DPE Guillestre
Rénovation énergétique en 2026 : un départ timide

Publié le 20 Janvier 2026

Le 1ᵉʳ janvier 2026 n’apporte pas de grand bouleversement immédiat pour la rénovation énergétique, mais il envoie une série de signaux structurants. Dans un contexte marqué par l’attente de décisions majeures : loi de finances, Programmation pluriannuelle de l’énergie et Stratégie nationale bas-carbone. Les évolutions réglementaires qui entrent en vigueur dessinent déjà les contours de la politique énergétique des prochaines années.

Une transition progressive vers des rénovations plus ciblées

Les ajustements opérés en ce début d’année confirment une tendance de fond : la fin d’une approche trop généraliste de la rénovation. Les dispositifs d’aide s’orientent davantage vers des solutions considérées comme prioritaires, notamment celles permettant de réduire rapidement les émissions de carbone. Le lancement de la 6ᵉ période des Certificats d’économies d’énergie illustre cette évolution, avec un recentrage des financements sur des équipements spécifiques, appelés à devenir des standards du marché.

Une lecture plus souple de la performance énergétique des logements

L’évolution du DPE marque également un changement de philosophie. En ajustant le coefficient de conversion de l’électricité, la réglementation reconnaît davantage la décarbonation progressive du mix électrique. Cette adaptation permet de reclasser certains logements, modifiant ainsi leur statut réglementaire, notamment en matière de location.

Vers une hiérarchisation des modes de chauffage

Le renforcement des aides en faveur des systèmes de chauffage bas-carbone confirme une hiérarchisation claire des solutions énergétiques. Les dispositifs collectifs et les technologies géothermiques bénéficient désormais d’un soutien renforcé, traduisant une volonté d’anticiper les besoins à long terme des territoires et des ensembles immobiliers.
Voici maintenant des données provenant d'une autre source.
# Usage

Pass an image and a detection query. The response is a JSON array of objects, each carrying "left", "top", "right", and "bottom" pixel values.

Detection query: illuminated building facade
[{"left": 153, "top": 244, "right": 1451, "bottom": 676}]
Une année charnière avant des choix structurants

Les mesures applicables au 1ᵉʳ janvier 2026 ne constituent pas une refonte complète, mais elles posent les bases d’une transformation plus profonde. Elles servent de transition avant des arbitrages attendus dans les mois à venir, qui devront concilier ambition climatique, soutenabilité budgétaire et acceptabilité sociale.